In the 1990's, in Oregon (where I lived from 1991 to 2000), there was a constituency opposed to equal treatment under the law for the rights of gays and lesbians, as well as the introdution of materials that taught tolerance (in the broader sense of the word) for gay sexuality into public schools.

If I remember correctly, these people failed to get the changes they wanted via advocacy from the outside for such laws at the state or federal level.

So, they changed their strategy. They ran for for office at the local level: school boards, town councils, local representation in state government, etc. They did pretty well at that. And from these influential positions at the grassroots of local and regional party activism, they more successfully promoted their agenda via local laws and ballot initiatives.

I don't hear often enough of people concerned for our current and future ecological sustainability taking the same approach.

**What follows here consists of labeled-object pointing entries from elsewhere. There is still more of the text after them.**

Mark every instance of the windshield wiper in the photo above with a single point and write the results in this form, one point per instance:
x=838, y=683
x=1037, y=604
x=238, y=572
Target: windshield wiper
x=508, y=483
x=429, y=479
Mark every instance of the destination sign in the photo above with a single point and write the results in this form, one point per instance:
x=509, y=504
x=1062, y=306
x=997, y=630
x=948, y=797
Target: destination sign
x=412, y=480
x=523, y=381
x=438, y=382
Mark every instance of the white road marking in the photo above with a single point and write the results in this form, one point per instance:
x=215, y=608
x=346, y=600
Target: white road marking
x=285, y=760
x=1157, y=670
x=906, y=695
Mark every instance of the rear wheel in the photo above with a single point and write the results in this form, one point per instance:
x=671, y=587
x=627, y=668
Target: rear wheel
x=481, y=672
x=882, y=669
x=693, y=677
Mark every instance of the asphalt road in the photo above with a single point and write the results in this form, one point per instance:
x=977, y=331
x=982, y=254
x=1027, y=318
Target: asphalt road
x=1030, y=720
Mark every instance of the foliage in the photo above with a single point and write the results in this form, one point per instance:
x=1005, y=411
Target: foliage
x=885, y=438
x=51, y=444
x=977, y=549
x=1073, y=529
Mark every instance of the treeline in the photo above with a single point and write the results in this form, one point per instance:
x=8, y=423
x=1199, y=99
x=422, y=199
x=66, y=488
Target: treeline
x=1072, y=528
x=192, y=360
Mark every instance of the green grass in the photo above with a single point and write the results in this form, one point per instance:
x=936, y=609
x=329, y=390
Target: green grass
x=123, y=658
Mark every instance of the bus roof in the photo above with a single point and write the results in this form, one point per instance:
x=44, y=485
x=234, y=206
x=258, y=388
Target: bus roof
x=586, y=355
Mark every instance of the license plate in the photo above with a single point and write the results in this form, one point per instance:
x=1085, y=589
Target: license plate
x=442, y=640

I'd love to report on it those who are in a future column. Email me, people!

Thanks for the pointer to Focus the Nation, Ben.


Posted by: Emily Gertz on 24 Aug 07

I think we have to invest in the young activists who are tackling global warming. We have huge, well funded non-profits that are so tied into knots about policy and what is possible that they suck the air out of a lot of other promising activism. Bloggers have built their own system and have been conducting the 'silent revolution' unaided. Perhaps envirobloggers can do the same thing, if we don't get bogged down on which organic granola to buy. That is what we are trying to do at www.itsgettinghotinhere.org.